To describe dietary patterns in Jackson Heart Study (JHS) participants and to determine if biochemical measurements of antioxidants differ across these.
Cross sectional analysis of data for 373 African American men and women (35–80 y), participating in the Diet and Physical Activity Sub-Study of the JHS.
Dietary intake was assessed with a region specific food frequency questionnaire. Patterns were defined by cluster analysis of food groups, as percent of energy intake.

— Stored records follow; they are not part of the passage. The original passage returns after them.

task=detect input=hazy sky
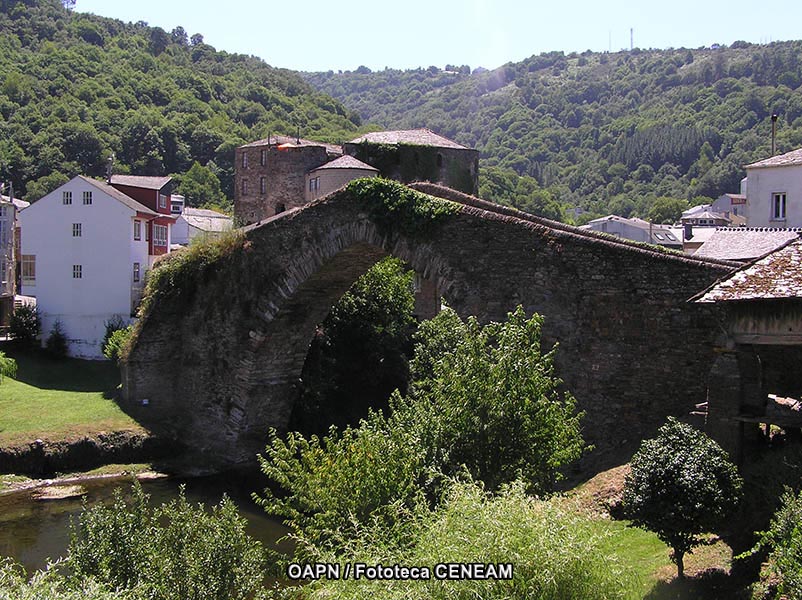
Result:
[76,0,802,71]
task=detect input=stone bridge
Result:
[123,183,733,468]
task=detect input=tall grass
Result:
[283,483,636,600]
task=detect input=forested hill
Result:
[305,42,802,221]
[0,0,358,200]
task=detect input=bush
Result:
[103,325,134,362]
[752,489,802,598]
[623,417,743,577]
[0,351,17,383]
[45,321,68,358]
[260,308,582,553]
[284,482,634,600]
[67,483,264,600]
[8,304,42,348]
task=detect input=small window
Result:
[771,192,786,221]
[22,254,36,285]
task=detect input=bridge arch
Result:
[123,181,731,467]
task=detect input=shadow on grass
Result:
[644,569,752,600]
[0,343,120,398]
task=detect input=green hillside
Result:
[305,41,802,221]
[0,0,359,200]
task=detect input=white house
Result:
[172,207,234,246]
[20,176,173,358]
[746,148,802,228]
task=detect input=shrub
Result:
[284,482,634,600]
[67,484,264,600]
[45,321,68,358]
[8,304,42,348]
[623,417,743,577]
[103,325,134,362]
[0,351,17,383]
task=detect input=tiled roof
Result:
[111,175,173,190]
[696,227,802,261]
[240,135,343,155]
[349,129,469,150]
[310,155,379,173]
[179,208,234,232]
[744,148,802,169]
[78,175,159,216]
[695,240,802,302]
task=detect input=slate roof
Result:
[349,129,470,150]
[309,154,379,173]
[696,227,802,261]
[744,148,802,169]
[240,135,343,156]
[78,175,159,217]
[693,240,802,303]
[111,175,173,190]
[179,208,234,232]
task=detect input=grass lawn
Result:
[0,346,144,447]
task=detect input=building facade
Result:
[20,176,172,358]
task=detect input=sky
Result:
[75,0,802,71]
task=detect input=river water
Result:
[0,473,292,572]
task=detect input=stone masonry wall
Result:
[123,183,731,465]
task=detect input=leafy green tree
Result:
[176,161,226,207]
[623,417,743,578]
[0,351,17,383]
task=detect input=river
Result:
[0,473,292,572]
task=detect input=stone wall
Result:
[234,144,328,223]
[123,189,731,472]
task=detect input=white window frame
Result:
[771,192,788,221]
[20,254,36,285]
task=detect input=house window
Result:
[771,192,785,221]
[22,254,36,285]
[153,225,167,246]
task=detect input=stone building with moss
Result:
[234,129,479,223]
[343,129,479,195]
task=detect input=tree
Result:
[176,161,226,207]
[623,417,743,578]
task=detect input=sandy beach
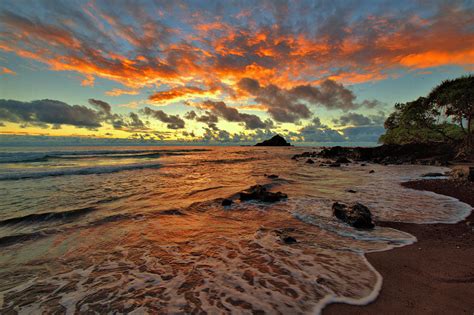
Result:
[323,180,474,314]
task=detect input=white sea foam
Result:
[0,163,161,180]
[0,148,471,314]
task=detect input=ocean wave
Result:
[0,163,161,181]
[0,149,208,164]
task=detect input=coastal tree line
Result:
[380,75,474,155]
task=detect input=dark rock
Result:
[222,199,232,206]
[336,157,352,164]
[240,185,288,202]
[318,146,353,159]
[421,173,445,177]
[282,236,296,244]
[255,135,291,147]
[332,202,375,229]
[160,209,184,215]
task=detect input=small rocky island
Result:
[255,135,291,147]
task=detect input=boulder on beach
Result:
[255,135,291,147]
[222,199,232,207]
[421,173,446,177]
[332,202,375,229]
[336,157,351,164]
[240,185,288,202]
[265,174,279,179]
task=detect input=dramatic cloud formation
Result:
[0,1,474,97]
[201,101,273,129]
[0,0,474,141]
[237,78,378,122]
[333,112,385,126]
[0,100,101,128]
[141,107,185,129]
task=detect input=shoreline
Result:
[322,179,474,314]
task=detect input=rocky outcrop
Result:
[222,199,232,207]
[421,173,446,177]
[332,202,375,229]
[240,185,288,202]
[255,135,291,147]
[292,142,457,166]
[264,174,279,179]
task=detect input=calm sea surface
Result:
[0,146,471,314]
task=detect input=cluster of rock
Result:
[332,202,375,229]
[292,143,456,166]
[239,185,288,202]
[255,135,291,147]
[222,178,288,206]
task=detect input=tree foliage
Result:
[380,75,474,147]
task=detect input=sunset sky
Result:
[0,0,474,142]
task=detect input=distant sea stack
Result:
[255,135,291,147]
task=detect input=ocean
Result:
[0,146,471,314]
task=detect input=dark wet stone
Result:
[222,199,232,206]
[282,236,296,244]
[255,135,291,147]
[336,157,351,164]
[332,202,375,229]
[266,174,278,179]
[421,173,445,177]
[160,209,184,215]
[240,185,288,202]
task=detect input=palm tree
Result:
[427,75,474,153]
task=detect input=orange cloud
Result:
[105,89,140,96]
[0,67,16,75]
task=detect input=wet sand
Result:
[323,180,474,314]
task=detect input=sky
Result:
[0,0,474,143]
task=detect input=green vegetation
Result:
[380,75,474,152]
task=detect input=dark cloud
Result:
[292,117,345,142]
[333,113,372,126]
[141,107,185,129]
[237,78,378,123]
[0,99,102,128]
[202,101,273,129]
[333,111,385,126]
[89,98,112,115]
[342,126,385,142]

Four dietary patterns were identified: 1) Fast food 2) Southern 3) Prudent and 4) Juice. Individuals in the Fast food pattern (n=153) had significantly lower serum concentrations of lutein plus zeaxanthin and beta cryptoxanthin; those in the Southern cluster (n=99) had significantly lower serum alpha carotene; and those in the Prudent (n=63) and Juice (n=58) clusters had significantly higher serum alpha carotene and beta cryptoxanthin (P < 0.05) relative to those in at least one other cluster (all P < 0.05). The Juice cluster also had higher serum alpha tocopherol concentrations relative to the Fast food cluster.

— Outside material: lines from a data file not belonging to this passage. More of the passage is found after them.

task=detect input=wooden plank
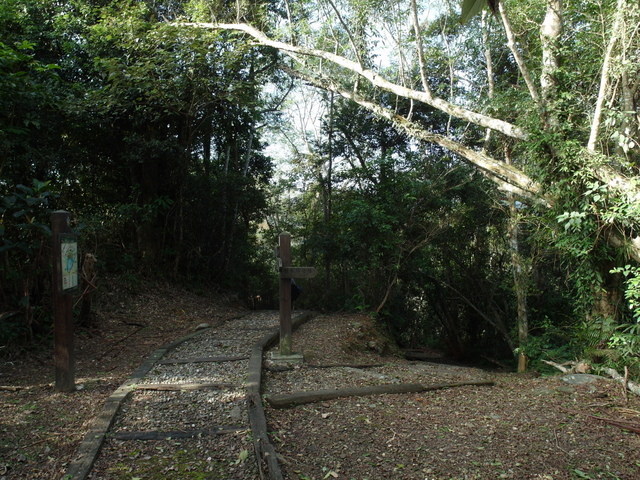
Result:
[136,383,240,392]
[158,355,249,365]
[113,425,247,440]
[267,381,494,408]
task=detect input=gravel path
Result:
[80,312,278,480]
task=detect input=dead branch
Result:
[589,415,640,435]
[604,368,640,395]
[267,380,494,408]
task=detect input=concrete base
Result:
[270,352,304,365]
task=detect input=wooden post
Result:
[51,210,77,392]
[278,232,292,356]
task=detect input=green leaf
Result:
[460,0,487,23]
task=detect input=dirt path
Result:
[77,312,278,480]
[0,288,640,480]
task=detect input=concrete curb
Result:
[247,312,316,480]
[62,312,252,480]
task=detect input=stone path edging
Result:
[62,312,251,480]
[62,312,315,480]
[247,312,316,480]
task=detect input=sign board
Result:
[60,233,78,293]
[280,267,318,278]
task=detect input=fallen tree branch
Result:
[604,368,640,395]
[542,360,569,373]
[589,415,640,435]
[267,380,494,408]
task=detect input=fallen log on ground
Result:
[589,415,640,435]
[266,380,494,408]
[604,368,640,395]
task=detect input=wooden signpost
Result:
[276,232,318,360]
[51,210,78,392]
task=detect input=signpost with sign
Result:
[51,210,78,392]
[276,232,318,359]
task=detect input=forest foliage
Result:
[0,0,640,382]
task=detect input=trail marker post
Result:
[276,232,318,360]
[51,210,78,392]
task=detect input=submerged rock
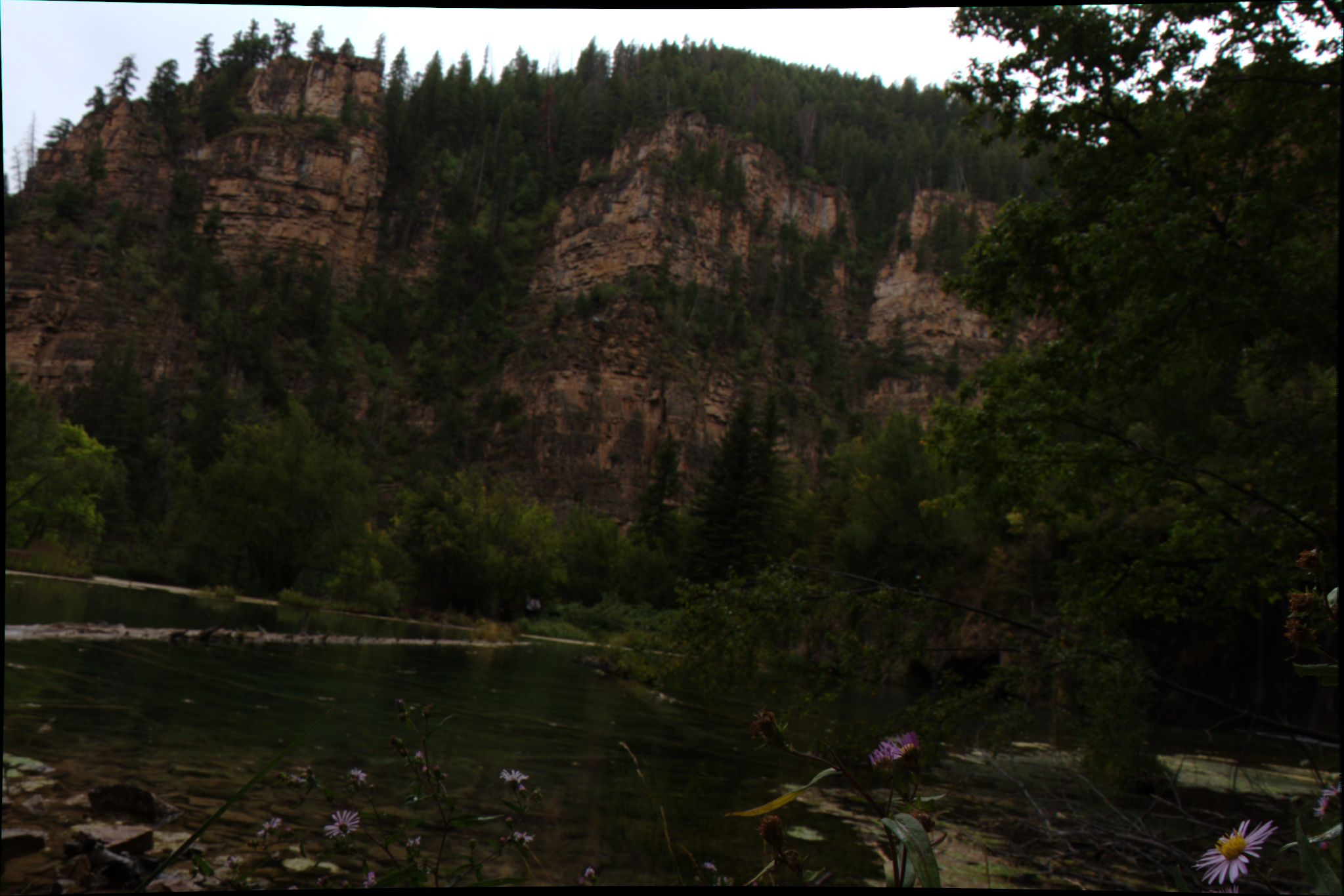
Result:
[4,752,55,777]
[70,822,154,856]
[89,784,181,825]
[0,828,47,865]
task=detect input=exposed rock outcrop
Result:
[5,54,387,391]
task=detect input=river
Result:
[3,575,1339,892]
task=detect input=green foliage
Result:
[394,473,566,616]
[171,403,372,592]
[829,414,976,596]
[326,525,411,612]
[691,396,788,580]
[668,566,946,697]
[5,371,125,549]
[934,5,1340,741]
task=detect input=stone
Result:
[4,752,55,777]
[0,828,47,865]
[89,784,181,825]
[70,822,154,856]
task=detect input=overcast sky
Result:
[0,0,1016,188]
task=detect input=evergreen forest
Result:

Diets high in fast food, snacks, soft drinks and meat were associated with relatively low concentrations of carotenoids and alpha tocopherol. This pattern contained the largest number of participants, and could contribute to the extensive health disparities seen in this region.
Empirical dietary patterns (generated by cluster or factor analysis) have been used to describe dietary behaviors of populations (1, 2), associations of dietary behaviors with biochemical parameters and biomarkers (3, 4) and as risk factors in the development of several diseases including cardiovascular disease(5, 6), cancer (7, 8), diabetes (9) and mortality (10). There are several reasons why researchers consider dietary pattern analyses complementary to traditional single nutrient analysis with disease. Dietary exposures are highly correlated to each other. People do not eat isolated nutrients, but meals consisting of various foods that have a combination of nutrients. Nutrients work synergistically, and separation of specific effects of single nutrients or foods on disease outcomes can often be difficult. Dietary patterns derived from habitual food consumption represent a combination of foods and nutrients and thus, their synergistic effect on outcomes (11, 12).

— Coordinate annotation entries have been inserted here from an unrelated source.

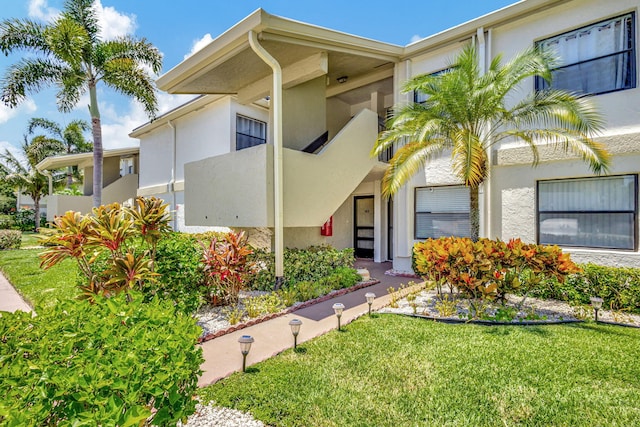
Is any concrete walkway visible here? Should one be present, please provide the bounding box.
[0,273,31,312]
[198,260,418,386]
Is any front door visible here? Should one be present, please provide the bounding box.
[353,196,374,258]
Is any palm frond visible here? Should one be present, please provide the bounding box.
[0,19,49,55]
[0,58,64,107]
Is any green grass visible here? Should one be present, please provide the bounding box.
[200,315,640,427]
[0,249,78,311]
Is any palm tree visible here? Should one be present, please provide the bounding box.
[0,0,162,206]
[371,45,610,244]
[0,135,64,231]
[27,117,93,188]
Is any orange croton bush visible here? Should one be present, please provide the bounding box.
[413,237,580,310]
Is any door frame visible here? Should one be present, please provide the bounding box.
[353,195,376,259]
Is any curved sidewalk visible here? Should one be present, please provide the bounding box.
[0,273,31,312]
[198,260,418,387]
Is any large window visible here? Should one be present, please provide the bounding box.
[538,175,638,250]
[536,13,636,95]
[415,185,471,239]
[236,114,267,150]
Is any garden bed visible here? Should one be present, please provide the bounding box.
[380,290,640,327]
[195,279,380,343]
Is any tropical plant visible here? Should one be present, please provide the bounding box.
[0,135,60,231]
[0,292,203,426]
[40,198,170,301]
[27,117,93,188]
[202,232,256,304]
[371,45,610,240]
[0,0,162,207]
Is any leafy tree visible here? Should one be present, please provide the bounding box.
[371,45,610,244]
[0,0,162,207]
[0,135,63,231]
[27,117,93,188]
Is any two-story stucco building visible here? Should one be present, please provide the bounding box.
[121,0,640,271]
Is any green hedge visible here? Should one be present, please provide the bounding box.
[248,246,355,290]
[144,232,209,313]
[532,264,640,314]
[0,230,22,250]
[0,293,202,427]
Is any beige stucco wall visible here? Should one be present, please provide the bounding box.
[282,76,327,150]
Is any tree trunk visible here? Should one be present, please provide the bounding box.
[33,197,40,233]
[89,83,102,208]
[469,186,480,242]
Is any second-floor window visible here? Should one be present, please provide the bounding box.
[536,13,636,95]
[236,114,267,150]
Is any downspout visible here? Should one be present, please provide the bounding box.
[248,31,284,289]
[167,120,178,231]
[476,27,491,238]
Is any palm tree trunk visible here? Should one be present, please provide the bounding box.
[33,197,40,233]
[469,186,480,242]
[89,83,102,208]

Suboptimal intakes of antioxidants such as vitamins C, E and carotenoids are thought to play an important role in the etiology of several human diseases including heart disease (13). In the United States, the prevalence of heart disease among African Americans is higher than that of whites. Also, relative to other states and the District of Columbia, the state of Mississippi fares poorly in terms of cardiovascular disease mortality (14). Most of the physiological, environmental and genetic factors that account for this excess cardiovascular disease in African Americans remain uncertain. There are limited prospective epidemiological data relating risk factors and cardiovascular disease in African American populations (15). The Jackson Heart Study (JHS) was therefore initiated to investigate the causes of cardiovascular disease in an all African American cohort based in Jackson, MS.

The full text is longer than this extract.